To solve the problem regarding the kinetic energy of a particle executing simple harmonic motion (SHM) with a frequency \( v \), we can follow these steps: ### Step 1: Understand the Kinetic Energy Formula The kinetic energy (KE) of a particle is given by the formula: \[ KE = \frac{1}{2} mv^2 \] where \( m \) is the mass of the particle and \( v \) is its velocity. ### Step 2: Define the Motion of the Particle For a particle in SHM, the displacement \( x \) can be expressed as: \[ x = a \sin(\omega t) \] where \( a \) is the amplitude of the motion and \( \omega \) is the angular frequency. ### Step 3: Find the Velocity The velocity \( v \) of the particle is the time derivative of displacement: \[ v = \frac{dx}{dt} = \frac{d}{dt}(a \sin(\omega t)) = a \omega \cos(\omega t) \] ### Step 4: Substitute Velocity into the Kinetic Energy Formula Now, substituting the expression for velocity into the kinetic energy formula: \[ KE = \frac{1}{2} m (a \omega \cos(\omega t))^2 \] \[ KE = \frac{1}{2} m a^2 \omega^2 \cos^2(\omega t) \] ### Step 5: Analyze the Periodicity of the Kinetic Energy The term \( \cos^2(\omega t) \) has a period of \( \frac{T}{2} \), where \( T \) is the period of the motion.

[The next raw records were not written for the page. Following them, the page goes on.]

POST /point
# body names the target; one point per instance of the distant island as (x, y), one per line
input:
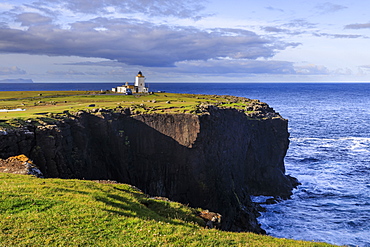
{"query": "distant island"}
(16, 81)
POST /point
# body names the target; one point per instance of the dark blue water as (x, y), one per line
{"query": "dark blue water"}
(329, 153)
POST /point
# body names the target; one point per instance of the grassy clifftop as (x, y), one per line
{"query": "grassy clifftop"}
(53, 104)
(55, 212)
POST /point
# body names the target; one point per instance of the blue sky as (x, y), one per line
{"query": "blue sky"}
(185, 41)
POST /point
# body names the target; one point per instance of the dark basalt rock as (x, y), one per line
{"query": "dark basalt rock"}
(215, 160)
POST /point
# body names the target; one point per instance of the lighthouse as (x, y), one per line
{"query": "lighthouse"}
(140, 83)
(138, 87)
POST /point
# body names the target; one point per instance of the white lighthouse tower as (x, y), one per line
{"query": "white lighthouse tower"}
(140, 83)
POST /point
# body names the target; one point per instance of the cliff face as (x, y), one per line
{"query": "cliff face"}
(214, 160)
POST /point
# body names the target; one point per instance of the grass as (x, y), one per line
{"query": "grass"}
(56, 212)
(52, 103)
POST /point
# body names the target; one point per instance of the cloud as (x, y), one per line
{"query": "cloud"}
(312, 69)
(215, 66)
(300, 23)
(30, 19)
(340, 36)
(134, 42)
(181, 9)
(274, 9)
(328, 7)
(358, 26)
(14, 70)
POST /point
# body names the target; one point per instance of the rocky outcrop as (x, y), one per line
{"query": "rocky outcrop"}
(213, 160)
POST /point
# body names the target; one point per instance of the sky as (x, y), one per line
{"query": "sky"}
(185, 40)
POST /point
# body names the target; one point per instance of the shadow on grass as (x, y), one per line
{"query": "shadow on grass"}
(145, 208)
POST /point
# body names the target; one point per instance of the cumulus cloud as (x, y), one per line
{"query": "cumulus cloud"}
(274, 9)
(217, 66)
(300, 23)
(181, 9)
(134, 42)
(339, 36)
(328, 7)
(312, 69)
(14, 70)
(358, 26)
(30, 19)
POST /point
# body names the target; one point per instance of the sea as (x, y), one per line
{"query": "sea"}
(329, 153)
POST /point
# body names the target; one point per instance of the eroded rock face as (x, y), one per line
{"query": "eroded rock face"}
(215, 160)
(20, 164)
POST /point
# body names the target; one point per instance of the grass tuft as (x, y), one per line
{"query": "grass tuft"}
(56, 212)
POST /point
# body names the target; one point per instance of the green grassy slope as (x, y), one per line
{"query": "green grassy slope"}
(38, 104)
(55, 212)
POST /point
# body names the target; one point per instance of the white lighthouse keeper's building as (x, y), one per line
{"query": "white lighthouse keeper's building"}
(140, 83)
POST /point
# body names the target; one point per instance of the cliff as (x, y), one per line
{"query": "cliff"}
(214, 159)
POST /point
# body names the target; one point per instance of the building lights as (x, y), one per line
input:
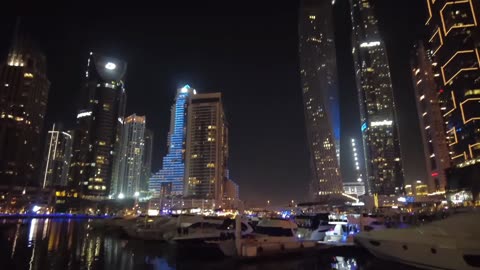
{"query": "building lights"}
(84, 114)
(110, 66)
(381, 123)
(369, 44)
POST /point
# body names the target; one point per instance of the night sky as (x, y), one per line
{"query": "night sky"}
(248, 52)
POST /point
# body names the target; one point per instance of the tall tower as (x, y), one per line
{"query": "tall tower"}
(23, 101)
(147, 160)
(377, 108)
(169, 180)
(318, 71)
(58, 153)
(454, 43)
(207, 148)
(430, 118)
(98, 121)
(133, 141)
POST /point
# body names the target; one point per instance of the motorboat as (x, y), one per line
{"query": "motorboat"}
(270, 236)
(452, 243)
(211, 229)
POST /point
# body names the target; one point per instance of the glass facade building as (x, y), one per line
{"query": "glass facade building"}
(379, 126)
(24, 91)
(207, 148)
(453, 42)
(170, 179)
(318, 72)
(99, 122)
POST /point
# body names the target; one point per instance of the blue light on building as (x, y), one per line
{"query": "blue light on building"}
(169, 180)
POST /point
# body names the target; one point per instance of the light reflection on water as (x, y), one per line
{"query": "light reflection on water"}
(38, 244)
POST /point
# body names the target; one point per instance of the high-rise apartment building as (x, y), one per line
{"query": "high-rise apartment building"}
(57, 156)
(430, 117)
(98, 120)
(384, 174)
(207, 148)
(170, 179)
(126, 182)
(24, 91)
(318, 71)
(453, 42)
(147, 160)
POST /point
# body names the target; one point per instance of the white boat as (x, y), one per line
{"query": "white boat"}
(211, 229)
(271, 236)
(452, 243)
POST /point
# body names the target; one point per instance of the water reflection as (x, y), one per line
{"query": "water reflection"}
(38, 244)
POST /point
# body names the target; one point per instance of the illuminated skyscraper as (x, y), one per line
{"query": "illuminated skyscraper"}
(430, 117)
(384, 174)
(23, 101)
(58, 152)
(130, 157)
(170, 179)
(453, 42)
(98, 124)
(147, 160)
(207, 148)
(318, 71)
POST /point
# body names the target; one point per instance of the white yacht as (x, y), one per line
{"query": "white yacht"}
(269, 237)
(452, 243)
(209, 230)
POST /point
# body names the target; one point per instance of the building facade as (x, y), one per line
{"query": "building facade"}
(57, 156)
(384, 174)
(318, 72)
(207, 148)
(98, 123)
(430, 117)
(147, 160)
(454, 42)
(24, 91)
(170, 179)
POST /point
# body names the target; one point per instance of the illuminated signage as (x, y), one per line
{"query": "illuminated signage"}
(110, 66)
(369, 44)
(381, 123)
(83, 114)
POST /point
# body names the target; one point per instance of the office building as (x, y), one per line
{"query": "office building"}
(207, 148)
(57, 156)
(430, 117)
(169, 181)
(131, 166)
(147, 160)
(98, 123)
(24, 91)
(318, 72)
(379, 126)
(453, 41)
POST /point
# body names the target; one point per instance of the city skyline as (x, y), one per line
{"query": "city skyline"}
(232, 94)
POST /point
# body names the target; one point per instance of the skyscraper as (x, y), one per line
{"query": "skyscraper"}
(207, 148)
(101, 112)
(170, 178)
(377, 108)
(23, 101)
(453, 42)
(147, 160)
(430, 117)
(57, 156)
(130, 168)
(318, 71)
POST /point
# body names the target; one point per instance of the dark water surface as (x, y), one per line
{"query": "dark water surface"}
(68, 244)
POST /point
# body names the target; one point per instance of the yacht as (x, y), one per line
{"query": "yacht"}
(452, 243)
(271, 236)
(211, 229)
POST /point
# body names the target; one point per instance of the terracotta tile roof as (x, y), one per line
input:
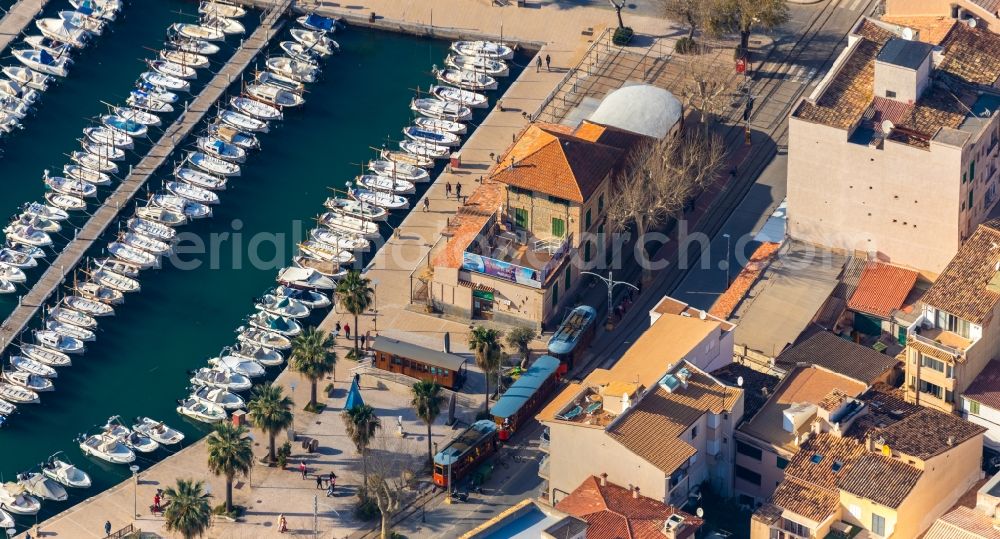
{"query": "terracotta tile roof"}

The period \( T \) is related to the angular frequency by: \[ T = \frac{2\pi}{\omega} \] Thus, the period of \( \cos^2(\omega t) \) is: \[ T_{\cos^2} = \frac{T}{2} = \frac{\pi}{\omega} \] ### Step 6: Relate Period to Frequency Since frequency \( f \) is the reciprocal of the period, we have: \[ f = \frac{1}{T} \] If the period of the kinetic energy is \( \frac{T}{2} \), then the frequency of the kinetic energy will be: \[ f_{KE} = \frac{1}{T/2} = 2f \] Given that the original frequency is \( v \), the frequency of the kinetic energy will be \( 2v \). ### Conclusion Therefore, the kinetic energy of the particle changes periodically with the frequency of \( 2v \). ### Final Answer The correct option is that the kinetic energy changes periodically with the frequency of \( 2v \). ---